Ao longo da história dessa nossa jovem entidade tivemos a coragem de lutar pela democracia em várias frentes. Fomos protagonistas em importantes embates da política nacional, tais como a denúncia do golpe de 2016, o desmascaramento da parcialidade do ex-juiz Moro e a farsa da Operação Lava-Jato, a campanha pela liberdade e pela inocência do presidente Lula, o alerta sobre a grave crise ambiental, a luta contra a perda de direitos trabalhistas, a denúncia da responsabilidade do governo federal na gestão criminosa no enfrentamento à COVID-19, a construção do “superpedido de Impeachment”, a articulação da Coalizão em Defesa do Sistema Eleitoral, o apoio e a vigília em prol do bom funcionamento das eleições de 2022, o repúdio às ações golpistas do dia 8 de janeiro de 2023, a disputa pela democratização na composição dos cargos do Sistema de Justiça, para citar algumas de grande relevância.

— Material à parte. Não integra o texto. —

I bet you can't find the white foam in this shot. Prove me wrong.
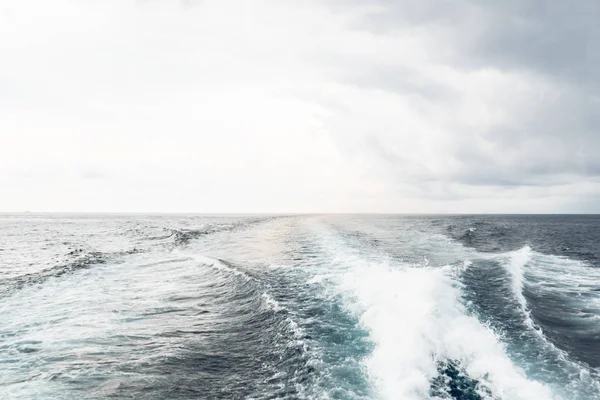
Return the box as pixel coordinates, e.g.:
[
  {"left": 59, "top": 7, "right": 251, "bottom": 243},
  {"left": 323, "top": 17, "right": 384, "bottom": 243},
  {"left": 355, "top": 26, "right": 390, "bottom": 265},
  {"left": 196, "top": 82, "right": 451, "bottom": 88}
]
[
  {"left": 191, "top": 254, "right": 253, "bottom": 279},
  {"left": 261, "top": 292, "right": 285, "bottom": 312},
  {"left": 343, "top": 267, "right": 556, "bottom": 400},
  {"left": 314, "top": 231, "right": 560, "bottom": 400}
]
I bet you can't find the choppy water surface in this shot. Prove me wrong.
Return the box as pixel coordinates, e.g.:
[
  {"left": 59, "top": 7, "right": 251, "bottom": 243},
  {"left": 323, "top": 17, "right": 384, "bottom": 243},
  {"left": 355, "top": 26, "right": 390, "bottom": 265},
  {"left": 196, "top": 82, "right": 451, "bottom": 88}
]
[{"left": 0, "top": 214, "right": 600, "bottom": 400}]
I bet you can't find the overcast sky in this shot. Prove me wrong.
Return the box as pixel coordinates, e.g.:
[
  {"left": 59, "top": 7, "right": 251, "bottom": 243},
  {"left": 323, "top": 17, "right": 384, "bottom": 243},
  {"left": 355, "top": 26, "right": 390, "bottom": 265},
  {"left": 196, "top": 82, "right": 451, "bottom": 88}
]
[{"left": 0, "top": 0, "right": 600, "bottom": 213}]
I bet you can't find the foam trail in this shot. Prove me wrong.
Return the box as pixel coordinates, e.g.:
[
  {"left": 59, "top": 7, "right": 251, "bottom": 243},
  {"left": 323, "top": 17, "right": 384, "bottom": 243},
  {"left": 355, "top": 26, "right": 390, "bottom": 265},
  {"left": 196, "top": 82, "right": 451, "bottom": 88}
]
[
  {"left": 315, "top": 230, "right": 561, "bottom": 400},
  {"left": 343, "top": 267, "right": 558, "bottom": 400}
]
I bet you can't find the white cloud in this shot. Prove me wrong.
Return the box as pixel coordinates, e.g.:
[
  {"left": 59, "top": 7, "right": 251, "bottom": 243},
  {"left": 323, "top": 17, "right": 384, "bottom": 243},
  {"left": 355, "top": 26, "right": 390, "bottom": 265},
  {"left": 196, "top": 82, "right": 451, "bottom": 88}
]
[{"left": 0, "top": 0, "right": 600, "bottom": 212}]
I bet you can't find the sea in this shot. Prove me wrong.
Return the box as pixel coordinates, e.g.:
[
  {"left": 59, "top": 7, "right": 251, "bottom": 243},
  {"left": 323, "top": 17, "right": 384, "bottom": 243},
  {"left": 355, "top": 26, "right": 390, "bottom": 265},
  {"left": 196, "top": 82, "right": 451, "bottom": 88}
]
[{"left": 0, "top": 213, "right": 600, "bottom": 400}]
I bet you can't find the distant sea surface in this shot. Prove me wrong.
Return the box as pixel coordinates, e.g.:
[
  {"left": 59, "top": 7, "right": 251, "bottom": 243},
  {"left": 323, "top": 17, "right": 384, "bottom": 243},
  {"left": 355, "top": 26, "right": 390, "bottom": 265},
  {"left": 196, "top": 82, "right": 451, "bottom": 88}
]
[{"left": 0, "top": 213, "right": 600, "bottom": 400}]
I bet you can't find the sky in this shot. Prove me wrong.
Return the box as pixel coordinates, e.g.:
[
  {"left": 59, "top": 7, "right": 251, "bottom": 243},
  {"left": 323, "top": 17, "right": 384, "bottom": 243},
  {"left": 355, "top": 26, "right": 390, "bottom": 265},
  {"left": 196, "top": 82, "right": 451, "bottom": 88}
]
[{"left": 0, "top": 0, "right": 600, "bottom": 213}]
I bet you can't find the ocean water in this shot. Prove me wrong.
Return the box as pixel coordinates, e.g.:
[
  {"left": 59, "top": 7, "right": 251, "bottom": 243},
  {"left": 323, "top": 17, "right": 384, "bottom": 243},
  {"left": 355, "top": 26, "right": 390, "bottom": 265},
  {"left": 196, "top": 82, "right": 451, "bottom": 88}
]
[{"left": 0, "top": 214, "right": 600, "bottom": 400}]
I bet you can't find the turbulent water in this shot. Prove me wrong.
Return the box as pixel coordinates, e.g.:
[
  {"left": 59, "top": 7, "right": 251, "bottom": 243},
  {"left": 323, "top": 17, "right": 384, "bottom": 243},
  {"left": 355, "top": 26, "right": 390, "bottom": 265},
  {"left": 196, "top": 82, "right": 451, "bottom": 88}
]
[{"left": 0, "top": 214, "right": 600, "bottom": 400}]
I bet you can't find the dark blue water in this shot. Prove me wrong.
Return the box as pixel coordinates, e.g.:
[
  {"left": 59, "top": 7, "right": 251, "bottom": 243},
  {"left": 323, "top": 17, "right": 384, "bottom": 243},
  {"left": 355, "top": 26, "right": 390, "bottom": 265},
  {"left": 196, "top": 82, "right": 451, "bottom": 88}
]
[{"left": 0, "top": 214, "right": 600, "bottom": 400}]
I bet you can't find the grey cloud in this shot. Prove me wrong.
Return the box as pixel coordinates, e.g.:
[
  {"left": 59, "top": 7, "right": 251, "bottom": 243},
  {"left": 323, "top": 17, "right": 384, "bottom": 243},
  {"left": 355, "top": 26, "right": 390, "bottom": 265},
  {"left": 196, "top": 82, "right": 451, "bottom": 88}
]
[{"left": 326, "top": 0, "right": 600, "bottom": 199}]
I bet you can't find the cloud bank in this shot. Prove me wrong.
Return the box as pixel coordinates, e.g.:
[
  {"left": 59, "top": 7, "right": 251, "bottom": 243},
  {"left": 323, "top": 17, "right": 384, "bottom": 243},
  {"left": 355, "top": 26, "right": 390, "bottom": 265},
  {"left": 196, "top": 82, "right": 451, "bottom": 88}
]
[{"left": 0, "top": 0, "right": 600, "bottom": 213}]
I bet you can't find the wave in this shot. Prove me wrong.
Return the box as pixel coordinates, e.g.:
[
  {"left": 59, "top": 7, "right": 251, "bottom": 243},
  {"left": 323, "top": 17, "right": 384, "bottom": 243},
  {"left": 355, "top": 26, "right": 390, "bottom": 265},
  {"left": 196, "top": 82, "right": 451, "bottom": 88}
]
[{"left": 313, "top": 230, "right": 560, "bottom": 400}]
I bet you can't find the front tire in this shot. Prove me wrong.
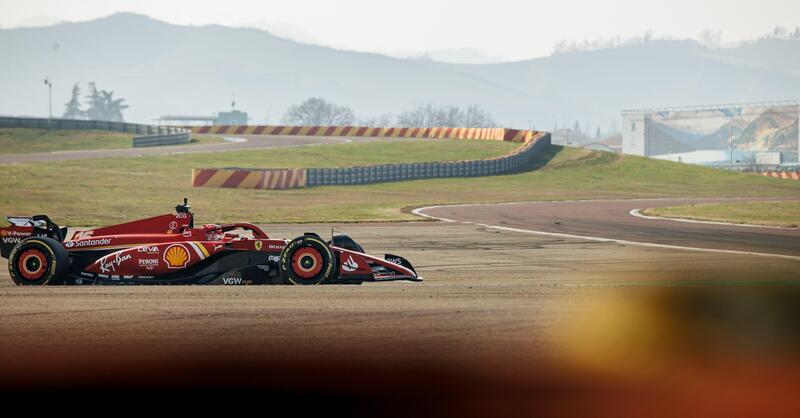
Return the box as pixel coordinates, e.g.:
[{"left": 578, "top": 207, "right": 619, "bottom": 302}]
[
  {"left": 8, "top": 237, "right": 69, "bottom": 286},
  {"left": 280, "top": 235, "right": 336, "bottom": 285}
]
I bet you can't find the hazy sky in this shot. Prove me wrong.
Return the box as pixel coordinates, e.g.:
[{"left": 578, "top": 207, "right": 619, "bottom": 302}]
[{"left": 0, "top": 0, "right": 800, "bottom": 60}]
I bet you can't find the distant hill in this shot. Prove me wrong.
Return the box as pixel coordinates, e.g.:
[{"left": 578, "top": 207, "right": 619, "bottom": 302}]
[
  {"left": 647, "top": 122, "right": 695, "bottom": 155},
  {"left": 693, "top": 118, "right": 748, "bottom": 150},
  {"left": 0, "top": 13, "right": 800, "bottom": 127},
  {"left": 734, "top": 111, "right": 798, "bottom": 151}
]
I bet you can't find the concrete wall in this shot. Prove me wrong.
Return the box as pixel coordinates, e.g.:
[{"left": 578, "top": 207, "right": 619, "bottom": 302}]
[{"left": 622, "top": 114, "right": 647, "bottom": 156}]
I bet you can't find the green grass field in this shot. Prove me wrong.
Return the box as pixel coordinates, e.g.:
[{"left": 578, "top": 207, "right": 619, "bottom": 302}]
[
  {"left": 0, "top": 128, "right": 222, "bottom": 154},
  {"left": 0, "top": 140, "right": 800, "bottom": 226},
  {"left": 643, "top": 200, "right": 800, "bottom": 228}
]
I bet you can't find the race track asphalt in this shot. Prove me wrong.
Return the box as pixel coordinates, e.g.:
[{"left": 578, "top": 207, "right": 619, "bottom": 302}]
[
  {"left": 418, "top": 198, "right": 800, "bottom": 257},
  {"left": 0, "top": 135, "right": 356, "bottom": 164}
]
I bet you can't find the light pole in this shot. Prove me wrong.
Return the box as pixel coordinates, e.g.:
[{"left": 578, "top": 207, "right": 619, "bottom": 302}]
[
  {"left": 729, "top": 125, "right": 733, "bottom": 171},
  {"left": 44, "top": 77, "right": 53, "bottom": 129}
]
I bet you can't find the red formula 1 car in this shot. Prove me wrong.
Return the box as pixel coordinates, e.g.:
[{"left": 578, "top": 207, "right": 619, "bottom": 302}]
[{"left": 0, "top": 199, "right": 422, "bottom": 285}]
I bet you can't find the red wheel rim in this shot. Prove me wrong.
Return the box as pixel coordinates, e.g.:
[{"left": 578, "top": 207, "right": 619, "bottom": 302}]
[
  {"left": 292, "top": 247, "right": 322, "bottom": 279},
  {"left": 17, "top": 248, "right": 47, "bottom": 281}
]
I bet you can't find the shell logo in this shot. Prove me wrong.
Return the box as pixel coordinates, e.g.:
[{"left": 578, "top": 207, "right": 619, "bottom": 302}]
[{"left": 164, "top": 244, "right": 189, "bottom": 269}]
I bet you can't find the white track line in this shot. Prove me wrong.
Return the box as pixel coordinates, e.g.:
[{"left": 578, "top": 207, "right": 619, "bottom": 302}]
[
  {"left": 411, "top": 206, "right": 800, "bottom": 260},
  {"left": 628, "top": 209, "right": 797, "bottom": 230},
  {"left": 222, "top": 136, "right": 247, "bottom": 144}
]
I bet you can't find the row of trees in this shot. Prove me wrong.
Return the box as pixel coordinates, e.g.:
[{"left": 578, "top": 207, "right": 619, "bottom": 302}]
[
  {"left": 552, "top": 26, "right": 800, "bottom": 55},
  {"left": 63, "top": 82, "right": 129, "bottom": 122},
  {"left": 283, "top": 97, "right": 498, "bottom": 128}
]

Uma das ações mais corajosas da ABJD foi a campanha MoroMente. Enquanto a grande mídia festejava a nefasta Operação Lava-Jato, que foi responsável por um desmonte em áreas estratégicas da indústria brasileira, a nossa entidade denunciava a farsa de Moro como um herói justiceiro. A ABJD posicionou-se intransigentemente pelo respeito ao Princípio do Devido Processo Legal, um dos mais importantes princípios constitucionais assegurados na Constituição Federal. O objetivo da campanha centrou-se em explicar à população quais foram os crimes que o então juiz e, posteriormente, ministro da justiça de Bolsonaro, cometeu quando atuou nos processos contra o presidente Lula.

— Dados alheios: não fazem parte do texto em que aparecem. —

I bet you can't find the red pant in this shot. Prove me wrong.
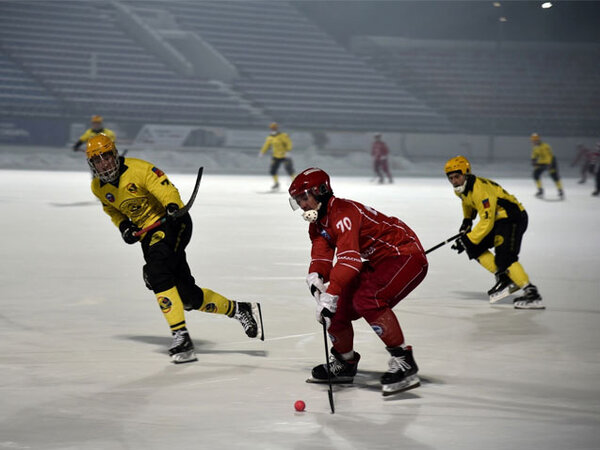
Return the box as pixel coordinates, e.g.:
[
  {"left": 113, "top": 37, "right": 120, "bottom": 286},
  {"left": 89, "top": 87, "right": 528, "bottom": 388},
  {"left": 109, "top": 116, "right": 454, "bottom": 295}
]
[{"left": 329, "top": 253, "right": 428, "bottom": 353}]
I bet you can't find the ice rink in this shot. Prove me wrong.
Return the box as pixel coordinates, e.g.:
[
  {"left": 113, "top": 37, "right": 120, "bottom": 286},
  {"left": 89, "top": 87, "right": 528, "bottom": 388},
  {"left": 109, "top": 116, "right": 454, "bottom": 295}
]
[{"left": 0, "top": 169, "right": 600, "bottom": 450}]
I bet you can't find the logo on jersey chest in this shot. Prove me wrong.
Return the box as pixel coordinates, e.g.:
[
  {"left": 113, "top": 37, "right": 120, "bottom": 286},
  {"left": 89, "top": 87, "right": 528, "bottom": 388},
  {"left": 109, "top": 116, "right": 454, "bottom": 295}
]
[{"left": 319, "top": 229, "right": 332, "bottom": 242}]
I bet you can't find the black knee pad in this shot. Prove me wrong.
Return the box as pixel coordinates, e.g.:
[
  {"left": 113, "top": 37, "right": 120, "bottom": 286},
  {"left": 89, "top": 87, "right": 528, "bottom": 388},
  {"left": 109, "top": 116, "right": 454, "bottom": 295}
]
[{"left": 143, "top": 261, "right": 175, "bottom": 292}]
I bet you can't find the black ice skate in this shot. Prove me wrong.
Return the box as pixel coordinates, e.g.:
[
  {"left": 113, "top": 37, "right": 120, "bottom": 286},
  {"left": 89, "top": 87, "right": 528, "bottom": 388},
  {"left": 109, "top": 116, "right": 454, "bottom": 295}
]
[
  {"left": 306, "top": 348, "right": 360, "bottom": 384},
  {"left": 233, "top": 302, "right": 265, "bottom": 341},
  {"left": 513, "top": 284, "right": 546, "bottom": 309},
  {"left": 381, "top": 346, "right": 421, "bottom": 396},
  {"left": 488, "top": 272, "right": 520, "bottom": 303},
  {"left": 169, "top": 328, "right": 198, "bottom": 364}
]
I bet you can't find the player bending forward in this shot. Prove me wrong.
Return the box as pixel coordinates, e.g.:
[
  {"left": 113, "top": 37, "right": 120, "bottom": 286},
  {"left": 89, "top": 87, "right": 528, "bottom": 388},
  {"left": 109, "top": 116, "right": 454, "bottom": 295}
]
[
  {"left": 444, "top": 156, "right": 545, "bottom": 309},
  {"left": 86, "top": 135, "right": 264, "bottom": 363},
  {"left": 289, "top": 168, "right": 428, "bottom": 395}
]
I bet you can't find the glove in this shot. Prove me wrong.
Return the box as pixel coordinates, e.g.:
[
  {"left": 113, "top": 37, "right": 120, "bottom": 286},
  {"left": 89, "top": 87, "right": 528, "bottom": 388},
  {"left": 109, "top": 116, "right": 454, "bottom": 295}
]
[
  {"left": 119, "top": 220, "right": 140, "bottom": 244},
  {"left": 450, "top": 236, "right": 466, "bottom": 255},
  {"left": 306, "top": 272, "right": 327, "bottom": 296},
  {"left": 452, "top": 234, "right": 479, "bottom": 259},
  {"left": 165, "top": 203, "right": 179, "bottom": 222},
  {"left": 458, "top": 219, "right": 473, "bottom": 236},
  {"left": 315, "top": 292, "right": 339, "bottom": 329}
]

Outra ação que devemos destacar é a investigação sobre o Sistema de Justiça e a formulação de uma proposta democrática para o seu aperfeiçoamento. Combatendo concepção anacrônica das estruturas e dos procedimentos do sistema que nega acesso à Justiça para quem mais precisa e, com isso, sonega e negligência direitos, a ABJD esteve à frente de várias atividades coletivas para debater e construir a proposta: O Sistema de Justiça que Queremos. A nossa entidade rompe com a perspectiva de que o Sistema de Justiça é uma prerrogativa exclusiva ou corporativa daqueles que estão no exercício de seus cargos, e parte do pressuposto de que este sistema diz respeito aos direitos dos brasileiros e brasileiras. A partir desta nova concepção pautamos a nossa militância. Junto com outras entidades irmãs, nós estivemos como uma das organizadoras do Fórum Social Mundial Justiça e Democracia, como realizadora do Seminário Nacional e da reunião sobre “O Sistema de Justiça que Queremos”, e como uma das entidades autoras do documento que consolida a nossa proposta democrática que foi entregue ao ministro Flávio Dino.
Comemoramos o nosso aniversário com a consciência de que somos um somatório de várias histórias de luta e de vida que construíram e que constroem este país. Festejamos a nossa data com renovada esperança de sermos um olhar que se lança para um cenário futuro de outras tantas vidas e histórias a serem construídas numa existência democrática e inclusiva. Na nossa obstinada militância, típica dos utópicos e desvairados, teimamos e desejamos um Brasil grande e um mundo imenso, posto que serão do tamanho de nossos sonhos, infinitos de bondade, de beleza e de justiça.
Parabéns a todas, todos e todes que constroem e que vivem esta combativa e guerreira entidade. Salve a ABJD! Muito sonhos de vida!